Though we usually think of ethanol as fuel for the gas tank, it can also be transformed into valuable chemicals that could help replace a variety of petroleum-based products beyond just gasoline. However, evolving ethanol for a broader range of industries requires chemical processes that are more efficient than what is available today.
Scientists at Pacific Northwest National Laboratory (PNNL) have developed a novel catalyst that converts ethanol into C5+ ketones that can serve as building blocks for everything from solvents to jet fuel. In a new paper, they describe this breakthrough chemistry and the mechanism behind it.
One-pot upgrading ethanol to C5+ ketones
Catalysts are necessary to accelerate chemical transformations that convert ethanol to other compounds. To be commercially viable, a catalyst must be highly active while still selectively generating the desired chemical products—in other words, it must reliably churn out the exact material sought. Scientists seek catalysts for ethanol that can spin off the right compounds efficiently and do so repeatedly.
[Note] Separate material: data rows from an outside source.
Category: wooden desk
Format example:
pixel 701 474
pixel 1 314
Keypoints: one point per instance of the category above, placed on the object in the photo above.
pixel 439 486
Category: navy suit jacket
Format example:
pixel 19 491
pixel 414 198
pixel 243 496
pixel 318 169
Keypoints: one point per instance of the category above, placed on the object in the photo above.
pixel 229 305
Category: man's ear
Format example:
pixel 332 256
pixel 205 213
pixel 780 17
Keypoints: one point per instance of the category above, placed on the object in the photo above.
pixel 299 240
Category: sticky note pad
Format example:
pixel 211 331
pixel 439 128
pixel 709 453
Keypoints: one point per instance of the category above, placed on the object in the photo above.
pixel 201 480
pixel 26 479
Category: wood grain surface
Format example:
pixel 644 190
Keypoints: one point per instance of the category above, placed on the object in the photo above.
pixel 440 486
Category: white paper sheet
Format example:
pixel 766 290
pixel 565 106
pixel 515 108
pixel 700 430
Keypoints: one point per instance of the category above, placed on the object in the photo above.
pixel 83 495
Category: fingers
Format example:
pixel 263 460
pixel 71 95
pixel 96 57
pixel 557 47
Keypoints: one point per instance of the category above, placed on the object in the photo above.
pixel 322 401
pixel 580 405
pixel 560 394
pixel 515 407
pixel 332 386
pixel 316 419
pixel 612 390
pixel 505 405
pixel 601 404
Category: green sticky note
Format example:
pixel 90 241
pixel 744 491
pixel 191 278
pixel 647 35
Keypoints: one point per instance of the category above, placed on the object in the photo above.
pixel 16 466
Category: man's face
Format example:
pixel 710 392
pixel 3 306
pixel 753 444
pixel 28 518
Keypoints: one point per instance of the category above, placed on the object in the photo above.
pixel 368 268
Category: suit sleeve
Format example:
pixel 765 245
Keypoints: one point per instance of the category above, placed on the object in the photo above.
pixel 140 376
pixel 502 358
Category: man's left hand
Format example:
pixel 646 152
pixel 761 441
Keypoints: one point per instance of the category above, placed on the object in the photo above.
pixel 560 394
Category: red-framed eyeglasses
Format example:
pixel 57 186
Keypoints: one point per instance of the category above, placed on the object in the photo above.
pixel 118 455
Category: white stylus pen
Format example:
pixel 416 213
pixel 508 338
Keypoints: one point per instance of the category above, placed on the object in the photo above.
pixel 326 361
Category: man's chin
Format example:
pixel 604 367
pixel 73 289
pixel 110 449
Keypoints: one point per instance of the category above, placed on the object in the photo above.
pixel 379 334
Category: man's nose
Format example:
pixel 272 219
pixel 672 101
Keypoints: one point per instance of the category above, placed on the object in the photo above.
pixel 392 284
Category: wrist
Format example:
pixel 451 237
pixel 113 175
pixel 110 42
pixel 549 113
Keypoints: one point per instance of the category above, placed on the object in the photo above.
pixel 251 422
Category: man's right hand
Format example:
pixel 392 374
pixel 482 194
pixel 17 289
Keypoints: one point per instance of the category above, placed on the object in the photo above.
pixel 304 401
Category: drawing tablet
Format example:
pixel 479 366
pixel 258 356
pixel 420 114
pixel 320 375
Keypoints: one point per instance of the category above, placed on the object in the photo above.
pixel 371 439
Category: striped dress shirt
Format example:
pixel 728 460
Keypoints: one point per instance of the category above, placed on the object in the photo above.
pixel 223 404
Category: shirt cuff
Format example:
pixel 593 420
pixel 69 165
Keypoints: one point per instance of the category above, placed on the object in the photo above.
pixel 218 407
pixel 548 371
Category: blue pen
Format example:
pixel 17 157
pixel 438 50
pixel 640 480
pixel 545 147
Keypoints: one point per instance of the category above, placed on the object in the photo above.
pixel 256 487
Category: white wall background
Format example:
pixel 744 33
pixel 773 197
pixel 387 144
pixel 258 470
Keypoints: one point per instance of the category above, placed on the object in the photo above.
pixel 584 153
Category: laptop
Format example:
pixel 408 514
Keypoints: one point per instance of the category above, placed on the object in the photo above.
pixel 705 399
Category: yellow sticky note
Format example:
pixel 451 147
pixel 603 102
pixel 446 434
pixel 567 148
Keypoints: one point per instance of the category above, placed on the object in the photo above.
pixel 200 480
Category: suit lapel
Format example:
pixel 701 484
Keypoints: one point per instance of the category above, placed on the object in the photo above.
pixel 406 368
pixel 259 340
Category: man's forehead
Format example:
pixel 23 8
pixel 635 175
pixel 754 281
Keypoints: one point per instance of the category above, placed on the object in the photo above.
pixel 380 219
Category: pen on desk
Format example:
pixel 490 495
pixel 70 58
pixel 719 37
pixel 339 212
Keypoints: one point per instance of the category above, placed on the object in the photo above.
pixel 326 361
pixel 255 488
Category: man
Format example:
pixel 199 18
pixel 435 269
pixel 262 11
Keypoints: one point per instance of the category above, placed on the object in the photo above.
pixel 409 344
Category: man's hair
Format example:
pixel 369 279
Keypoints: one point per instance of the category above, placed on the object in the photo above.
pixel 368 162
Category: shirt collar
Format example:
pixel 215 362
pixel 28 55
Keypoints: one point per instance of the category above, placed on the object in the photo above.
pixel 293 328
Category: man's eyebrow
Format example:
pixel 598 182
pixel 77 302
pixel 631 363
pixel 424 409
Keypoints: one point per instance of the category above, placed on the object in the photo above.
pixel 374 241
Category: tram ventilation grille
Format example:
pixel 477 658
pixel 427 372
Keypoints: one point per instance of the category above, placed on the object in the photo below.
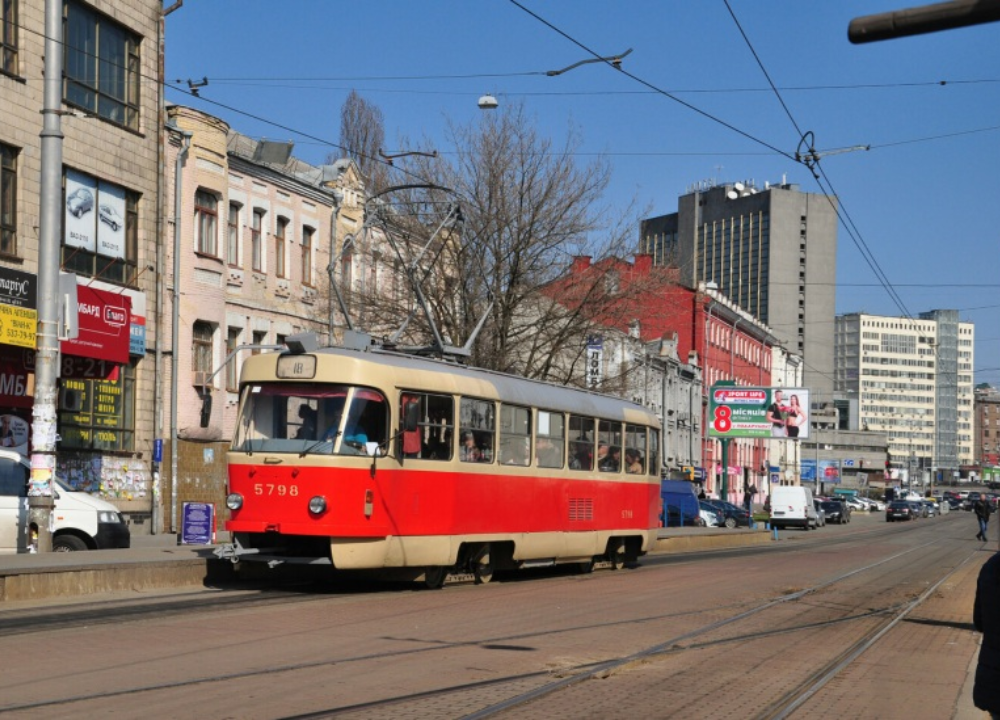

In chemistries that require numerous reaction steps in a long cascade of chemical reactions toward the final end product, this can be a tall order.
The catalyst developed at PNNL condenses multiple reactions into a single step. Ethanol meets the catalyst under high temperature (370°C, or 698°F) and pressure (300 pounds per square inch). It then rapidly converts to products containing more than 70 percent C5+ ketones. The catalyst also appears robust, remaining stable over 2,000 hours of use. The end goal is to have a catalyst that can last for 2 to 5 years.
For their research, the scientists combined zinc oxide and zirconium dioxide for the catalyst. Such mixed-oxide catalysts don’t usually achieve such selectivity, spinning off too many unwanted byproducts instead.
But the researchers added another key ingredient to the mix: palladium. During the process, palladium and zinc formed an alloy that behaved very differently from its constituent parts, catalyzing only the necessary reaction steps that lead to the formation of C5+ ketones.
“What’s novel is producing these ketones by forming the alloy between palladium and zinc during the reaction,” said Karthi Ramasamy, study co-author and senior research engineer at PNNL. “So many intermediate steps all happen on this one catalyst—each step requires a different component of the catalyst to activate it.”
One catalyst, flexible operation
The catalyst can be used to make 2-pentanone and/or 2-heptanone, which are used in solvents for the electronics industry and are usually derived from petroleum. C5+ ketones can also serve as intermediates to produce fuel blendstock, lubricants, jet fuel, and diesel fuel. Generating such products from renewable ethanol rather than fossil resources could help cut greenhouse gas emissions and boost energy security.
“This catalyst is very flexible,” Ramasamy said. “We can make adjustments to the operating conditions, such as temperature and pressure, to attain the desired product composition.”
The process is further detailed in the paper “Direct Catalytic Conversion of Ethanol to C5+ Ketones: Role of Pd–Zn Alloy on Catalytic Activity and Stability,” published in the journal Angewandte Chemie International Edition. Ramasamy’s co-authors are Senthil Subramaniam, Mond F. Guo, Michel Gray, Abraham Martinez, Libor Kovarik at PNNL; Xiao Zhang at Washington State University; and Tanmayi Bathena, Konstantinos A. Goulas at Oregon State University.
The technology for converting ethanol to ketones is available for licensing from PNNL’s commercialization office. For more information, contact Allan Tuan.
This research was funded by the Laboratory Directed Research and Development program at PNNL and U.S. Department of Energy (DOE) Co-Optimization of Fuels & Engines (Co-Optima) initiative, which focuses on how simultaneous innovations in fuels and engines can improve fuel economy and vehicle performance while also reducing emissions. Sponsored by the DOE Office of Energy Efficiency and Renewable Energy’s Vehicle Technologies Office and Bioenergy Technologies Office, Co-Optima partners include nine national laboratories, as well as more than 20 university and industry partners.